[Substrate] Paper PDF + figure caching with per-paper artifact folders

← All Specs

Status: proposed (open design questions — see § Open decisions) Layer: Atlas (paper cache) / Forge (figure extraction) Owner: unassigned Created: 2026-05-18 Effort: deep Target repo: [SciDEX-Substrate](https://github.com/SciDEX-AI/SciDEX-Substrate) — v1 is frozen (2026-05-13); ship there, not in v1.

Problem

SciDEX has cached paper metadata since day one (data/scidex-papers/<pmid>.json, ~2,875 files, ~21 MB), but has never cached PDFs or figure images. Concretely:

  • paper_cache.py:_write_file_cache() writes JSON only.
  • papers.local_path exists but is empty for every row.
  • papers.fulltext_cached flag was retrofitted by quest_engine_paper_fulltext_cache_backfill_spec to mean "PMC XML/plaintext stored inline in the JSON" — there is still no PDF on disk.
  • papers.figures_extracted is set by backfill_figures.py / extract_figures_for_batch.py, but figure files land in data/scidex-artifacts/figures/papers/<pmid>/ (separate from the paper folder) and most rows have only remote URLs in paper_figures.image_path.
  • The page_cache.db SQLite file in the repo root caches HTML page renders and PMC figure URL resolutions — it is not a paper PDF cache.
  • scidex/core/paths.py defines PAPER_PDF_DIR and PAPER_CLAIMS_DIR but nothing writes there.

Net effect: every paper read by an agent reaches into a remote API (PubMed, Unpaywall, PMC) for full text or figures every time. We lose reproducibility, rate-limit headroom, and offline-replay capability.

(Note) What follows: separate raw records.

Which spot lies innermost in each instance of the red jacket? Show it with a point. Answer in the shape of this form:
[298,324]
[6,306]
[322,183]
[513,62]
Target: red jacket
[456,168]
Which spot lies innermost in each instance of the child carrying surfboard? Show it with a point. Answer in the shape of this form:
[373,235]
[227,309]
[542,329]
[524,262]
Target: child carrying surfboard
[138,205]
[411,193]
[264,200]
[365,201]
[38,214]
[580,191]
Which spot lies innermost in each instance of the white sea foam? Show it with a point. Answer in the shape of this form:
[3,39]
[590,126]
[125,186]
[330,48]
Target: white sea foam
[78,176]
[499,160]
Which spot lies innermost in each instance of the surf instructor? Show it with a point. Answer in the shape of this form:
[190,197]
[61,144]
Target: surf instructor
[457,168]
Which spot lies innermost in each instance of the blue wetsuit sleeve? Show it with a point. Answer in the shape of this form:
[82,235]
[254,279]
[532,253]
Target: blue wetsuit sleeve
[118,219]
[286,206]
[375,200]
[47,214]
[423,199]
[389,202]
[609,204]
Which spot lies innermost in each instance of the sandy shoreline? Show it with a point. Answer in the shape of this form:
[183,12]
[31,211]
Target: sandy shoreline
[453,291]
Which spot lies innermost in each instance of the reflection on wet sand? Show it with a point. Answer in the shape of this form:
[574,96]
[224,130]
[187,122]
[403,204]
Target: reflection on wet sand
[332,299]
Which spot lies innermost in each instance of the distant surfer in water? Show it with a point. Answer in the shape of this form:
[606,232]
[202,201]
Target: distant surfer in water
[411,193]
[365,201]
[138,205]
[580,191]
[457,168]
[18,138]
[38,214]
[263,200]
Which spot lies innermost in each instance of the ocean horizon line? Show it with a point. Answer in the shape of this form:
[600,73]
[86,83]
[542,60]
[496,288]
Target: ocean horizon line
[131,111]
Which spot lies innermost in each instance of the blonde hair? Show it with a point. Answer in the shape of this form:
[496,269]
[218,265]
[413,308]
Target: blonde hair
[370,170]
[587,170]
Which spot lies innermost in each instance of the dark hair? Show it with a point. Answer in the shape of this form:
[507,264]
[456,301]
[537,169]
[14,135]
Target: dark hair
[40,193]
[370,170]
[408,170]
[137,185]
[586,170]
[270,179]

The flat layout (<pmid>.json at the root of the papers submodule) also has a scaling ceiling — at the current growth rate (recent batches add ~2,250 papers per push) we will exceed 10K entries in a single directory inside ~6 months.

Goal

For every paper fetch in substrate v2, materialize the paper as a first-class artifact with its own per-paper folder under data/scidex-papers/ (or substrate's equivalent root). Each folder holds:

data/scidex-papers/<aa>/<paper_uuid>/
  paper.json          # metadata (today's payload)
  paper.pdf           # full text PDF — when an open-access source exists
  paper.fulltext.xml  # PMC XML when available (current quest_engine_paper_fulltext output)
  figures/<fig_id>.png|jpg
  figures/<fig_id>.caption.txt
  manifest.json       # artifact manifest (matches commit_artifact_to_folder convention)

<aa> = first 2 hex chars of paper_uuid, same shard scheme as scidex.core.paths.artifact_dir() (200+ shards keep per-dir entry counts below 4K at 1M-paper ceiling — git-objects-style).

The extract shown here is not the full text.